Language is commonly understood to be the “stuff” of thought. People “talk it out” and “speak their mind,” follow “trains of thought” or “streams of consciousness.” Some of the pinnacles of human creation—music, geometry, computer programming—are framed as metaphorical languages. The underlying assumption is that the brain processes the world and our experience of it through a progression of words. And this supposed link between language and thinking is a large part of what makes ChatGPT and similar programs so uncanny: The ability of AI to answer any prompt with human-sounding language can suggest that the machine has some sort of intent, even sentience.

But then the program says something completely absurd—that there are 12 letters in nineteen or that sailfish are mammals—and the veil drops. Although ChatGPT can generate fluent and sometimes elegant prose, easily passing the Turing-test benchmark that has haunted the field of AI for more than 70 years, it can also seem incredibly dumb, even dangerous. It gets math wrong, fails to give the most basic cooking instructions, and displays shocking biases. In a new paper, cognitive scientists and linguists address this dissonance by separating communication via language from the act of thinking: Capacity for one does not imply the other. At a moment when pundits are fixated on the potential for generative AI to disrupt every aspect of how we live and work, their argument should force a reevaluation of the limits and complexities of artificial and human intelligence alike.

The researchers explain that words may not work very well as a synecdoche for thought. People, after all, identify themselves on a continuum of visual to verbal thinking; the experience of not being able to put an idea into words is perhaps as human as language itself. Contemporary research on the human brain, too, suggests that “there is a separation between language and thought,” says Anna Ivanova, a cognitive neuroscientist at MIT and one of the study’s two lead authors. Brain scans of people using dozens of languages have revealed a particular network of neurons that fires independent of the language being used (including invented tongues such as Na’vi and Dothraki).
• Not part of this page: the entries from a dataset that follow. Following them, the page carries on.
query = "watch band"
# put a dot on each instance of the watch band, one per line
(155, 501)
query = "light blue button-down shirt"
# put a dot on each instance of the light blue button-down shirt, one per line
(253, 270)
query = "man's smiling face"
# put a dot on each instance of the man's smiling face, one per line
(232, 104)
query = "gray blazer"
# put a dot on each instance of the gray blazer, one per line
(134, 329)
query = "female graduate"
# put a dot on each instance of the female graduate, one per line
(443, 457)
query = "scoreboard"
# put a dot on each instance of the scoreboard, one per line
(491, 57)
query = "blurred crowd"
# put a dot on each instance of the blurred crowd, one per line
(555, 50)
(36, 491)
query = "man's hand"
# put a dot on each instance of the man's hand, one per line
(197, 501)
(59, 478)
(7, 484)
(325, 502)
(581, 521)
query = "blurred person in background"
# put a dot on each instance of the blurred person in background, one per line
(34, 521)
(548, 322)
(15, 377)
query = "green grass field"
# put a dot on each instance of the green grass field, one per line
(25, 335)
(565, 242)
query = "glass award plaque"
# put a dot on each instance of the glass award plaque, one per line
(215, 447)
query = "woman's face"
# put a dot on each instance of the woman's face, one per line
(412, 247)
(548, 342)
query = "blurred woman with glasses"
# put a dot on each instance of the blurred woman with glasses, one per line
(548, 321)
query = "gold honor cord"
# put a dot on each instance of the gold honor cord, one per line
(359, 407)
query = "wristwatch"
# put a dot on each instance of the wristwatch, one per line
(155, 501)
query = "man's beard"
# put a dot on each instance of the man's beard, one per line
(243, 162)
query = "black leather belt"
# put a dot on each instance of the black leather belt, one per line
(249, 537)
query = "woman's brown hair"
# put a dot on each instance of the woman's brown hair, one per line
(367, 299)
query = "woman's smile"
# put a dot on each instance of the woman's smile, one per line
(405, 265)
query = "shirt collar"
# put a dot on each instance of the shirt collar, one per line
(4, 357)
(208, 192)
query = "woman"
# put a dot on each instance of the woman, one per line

That network of neurons is not generally involved in thinking activities including math, music, and coding. In addition, many patients with aphasia—a loss of the ability to comprehend or produce language, as a result of brain damage—remain skilled at arithmetic and other nonlinguistic mental tasks. Combined, these two bodies of evidence suggest that language alone is not the medium of thought; it is more like a messenger. The use of grammar and a lexicon to communicate functions that involve other parts of the brain, such as socializing and logic, is what makes human language special.

[Read: Hollywood’s love affair with fictional languages]

ChatGPT and software like it demonstrate an incredible ability to string words together, but they struggle with other tasks. Ask for a letter explaining to a child that Santa Claus is fake, and it produces a moving message signed by Saint Nick himself. These large language models, also called LLMs, work by predicting the next word in a sentence based on everything before it (popular belief follows contrary to, for example). But ask ChatGPT to do basic arithmetic and spelling or give advice for frying an egg, and you may receive grammatically superb nonsense: “If you use too much force when flipping the egg, the eggshell can crack and break.”

These shortcomings point to a distinction, not dissimilar to one that exists in the human brain, between piecing together words and piecing together ideas—what the authors term formal and functional linguistic competence, respectively. “Language models are really good at producing fluent, grammatical language,” says the University of Texas at Austin linguist Kyle Mahowald, the paper’s other lead author. “But that doesn’t necessarily mean something which can produce grammatical language is able to do math or logical reasoning, or think, or navigate social contexts.”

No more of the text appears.